George Kimbrell, lead attorney for the CFS, is pleased that the FSMA is now finally on its way. He says, “The FSMA is very important for the health of American citizens. This is the first major update to our food safety laws since 1938 and it must now be implemented in a timely manner. It means better food safety for all Americans.” The food safety update will be designed to prevent illness outbreaks instead of responding to them, which is the current system in the U.S., but the fact that it will take the FDA another two years leaves some industry experts worried.
Last year, the Centers for Disease Control and Prevention (CDC) found major holes in the food safety of restaurants in the US. Researchers studied the food handling of 385 restaurants in eight states. Some of their findings were shocking and could possibly cause major illness outbreaks. In 40 percent of the restaurants, workers were observed wiping instead of washing their hands after handling raw ground beef. The utensils that were used to handle raw ground beef were also not washed before touching cooked ground beef in 42 percent of the restaurants. Bad practices for handling ground beef, whether raw or cooked, could cause illness outbreaks such as salmonella and E.coli and since 2006, the US has been affected by E.coli outbreaks at least once every year. Many of them were caused by beef and some experts say the missed deadline of the FSMA by the FDA did not help.
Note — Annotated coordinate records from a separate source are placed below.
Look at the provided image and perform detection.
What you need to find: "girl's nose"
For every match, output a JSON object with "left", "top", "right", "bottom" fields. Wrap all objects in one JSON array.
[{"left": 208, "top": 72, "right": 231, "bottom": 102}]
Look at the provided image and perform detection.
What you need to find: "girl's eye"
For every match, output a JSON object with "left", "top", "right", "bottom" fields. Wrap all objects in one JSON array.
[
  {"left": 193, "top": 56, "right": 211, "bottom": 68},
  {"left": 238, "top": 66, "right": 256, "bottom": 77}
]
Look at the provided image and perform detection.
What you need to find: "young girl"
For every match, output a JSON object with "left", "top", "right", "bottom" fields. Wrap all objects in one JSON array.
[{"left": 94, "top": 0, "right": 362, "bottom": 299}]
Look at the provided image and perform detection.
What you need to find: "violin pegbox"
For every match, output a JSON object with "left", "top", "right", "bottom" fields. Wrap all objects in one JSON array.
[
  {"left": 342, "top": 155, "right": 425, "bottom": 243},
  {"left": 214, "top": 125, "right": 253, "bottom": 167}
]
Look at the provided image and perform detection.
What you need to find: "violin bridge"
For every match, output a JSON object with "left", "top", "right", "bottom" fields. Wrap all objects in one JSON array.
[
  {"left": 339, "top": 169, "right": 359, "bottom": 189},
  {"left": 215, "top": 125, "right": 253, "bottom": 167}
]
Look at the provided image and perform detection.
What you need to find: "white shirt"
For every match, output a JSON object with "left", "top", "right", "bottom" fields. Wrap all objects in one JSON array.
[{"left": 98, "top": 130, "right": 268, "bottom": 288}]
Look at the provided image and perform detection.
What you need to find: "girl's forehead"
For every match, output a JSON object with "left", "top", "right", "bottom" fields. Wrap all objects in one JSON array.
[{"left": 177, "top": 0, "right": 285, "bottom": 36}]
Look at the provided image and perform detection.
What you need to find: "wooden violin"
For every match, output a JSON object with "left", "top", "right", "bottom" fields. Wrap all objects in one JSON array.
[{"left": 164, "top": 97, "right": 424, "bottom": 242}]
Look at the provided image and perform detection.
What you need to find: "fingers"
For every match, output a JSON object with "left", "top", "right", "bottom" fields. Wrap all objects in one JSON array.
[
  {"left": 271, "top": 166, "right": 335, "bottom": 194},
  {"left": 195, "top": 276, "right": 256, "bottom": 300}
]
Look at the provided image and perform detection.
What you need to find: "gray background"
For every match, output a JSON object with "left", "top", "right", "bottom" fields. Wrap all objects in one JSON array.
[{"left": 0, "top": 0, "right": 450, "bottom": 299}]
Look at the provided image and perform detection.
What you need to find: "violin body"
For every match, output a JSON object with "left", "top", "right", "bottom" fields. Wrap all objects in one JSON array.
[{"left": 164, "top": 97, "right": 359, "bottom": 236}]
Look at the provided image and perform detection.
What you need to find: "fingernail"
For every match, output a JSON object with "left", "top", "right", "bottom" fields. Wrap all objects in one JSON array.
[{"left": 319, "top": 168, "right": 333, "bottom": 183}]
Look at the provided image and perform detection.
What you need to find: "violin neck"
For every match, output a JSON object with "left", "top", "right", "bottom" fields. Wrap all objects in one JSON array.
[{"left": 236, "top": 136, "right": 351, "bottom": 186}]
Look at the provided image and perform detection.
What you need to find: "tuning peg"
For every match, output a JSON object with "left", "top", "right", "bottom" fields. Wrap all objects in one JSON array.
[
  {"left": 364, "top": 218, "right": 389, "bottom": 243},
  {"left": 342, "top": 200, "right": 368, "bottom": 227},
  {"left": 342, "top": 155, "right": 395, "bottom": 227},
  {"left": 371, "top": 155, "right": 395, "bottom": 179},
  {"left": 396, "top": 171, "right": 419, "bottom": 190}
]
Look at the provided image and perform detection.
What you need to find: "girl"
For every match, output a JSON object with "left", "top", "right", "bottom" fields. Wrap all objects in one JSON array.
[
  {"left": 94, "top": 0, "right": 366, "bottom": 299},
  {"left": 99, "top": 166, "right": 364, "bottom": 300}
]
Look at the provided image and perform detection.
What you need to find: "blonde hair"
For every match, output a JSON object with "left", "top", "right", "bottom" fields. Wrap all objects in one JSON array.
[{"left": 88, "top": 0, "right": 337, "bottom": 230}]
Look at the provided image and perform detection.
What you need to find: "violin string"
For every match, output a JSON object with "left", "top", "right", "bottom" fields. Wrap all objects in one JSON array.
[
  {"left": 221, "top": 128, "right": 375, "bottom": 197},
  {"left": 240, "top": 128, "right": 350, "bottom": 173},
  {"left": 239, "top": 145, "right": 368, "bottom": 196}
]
The FDA, however, says they are doing the best they can to implement the FSMA. “The FDA is working as quickly as possible to meet the deadlines for the new rules, but we also have to ensure that we get these rules right. We are fully committed to implementing the FSMA and to build a framework that will prevent food borne illnesses,” a spokesperson said. The new deadline for the FSMA is made up of four deadlines, with a first update due in August 2015 for preventive controls of human and animal food. New rules for produce safety will follow in October 2015. In 2016, new rules for sanitary transport are due in March and the final rule, intentional adulteration, in May.
Although the CFS has previously shown their disappointment in the FDA, Kimbrell says the FDA is regaining trust, even though the complete food safety update will take another two years. He says, “The agreement on the new deadlines is the best possible result. Not only has the FDA committed to implement the FSMA, but the deadline also provides a relatively timely conclusion.”